Just bought the Gaggia Baby to replace, well a different manufacturer. On Opening it there is an addendum stating that they don't now include the standard basket you only get the two high pressure ones so must use the crèma insert. Is it worth getting the standard basket anyway as an accessory, or are these high pressure ones perfectly good for everyday espresso. I'm assuming they have made no modifications to the actual machine, it doesn't say.

Cheers

Z


----------



## MWJB (Feb 28, 2012)

It depends what you are putting in the baskets. The pressurised baskets will work with coarser grinds & shop bought pre-ground coffee.
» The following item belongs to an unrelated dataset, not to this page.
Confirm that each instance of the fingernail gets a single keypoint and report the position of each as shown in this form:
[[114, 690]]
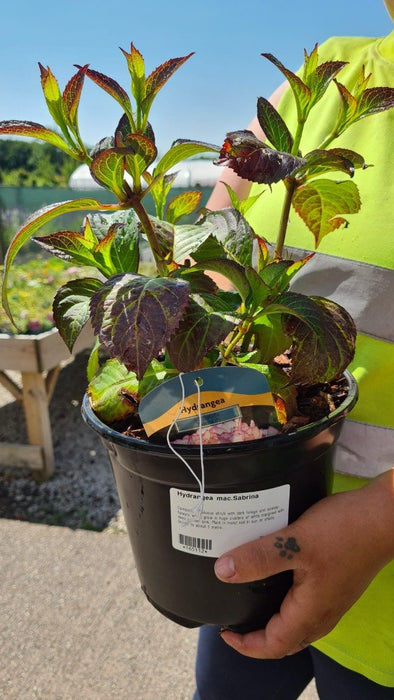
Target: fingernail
[[225, 567]]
If you have a burr grinder that can grind to a "fine espresso" grind (ideally, you should - Iberital MC2 seems to be the entry level for electric grinders, Porlex & Hario make hand burr grinders capable of espresso grind) then a non-pressurised basket would be better and give you more control over your extractions (which will be better for that additional control).


----------



## JamesG (Mar 29, 2012)

Zoar said:


> I'm assuming they have made no modifications to the actual machine, it doesn't say.


No there's no modifications inside the machine. You just need to remember to put the pin in the portafilter before using the crema perfetta baskets or coffee will spray sideways.

If you do decide to get standard baskets there's no need to use the pin.


----------



## Zoar (May 3, 2012)

Thanks for the feedback, best get another basket then.


----------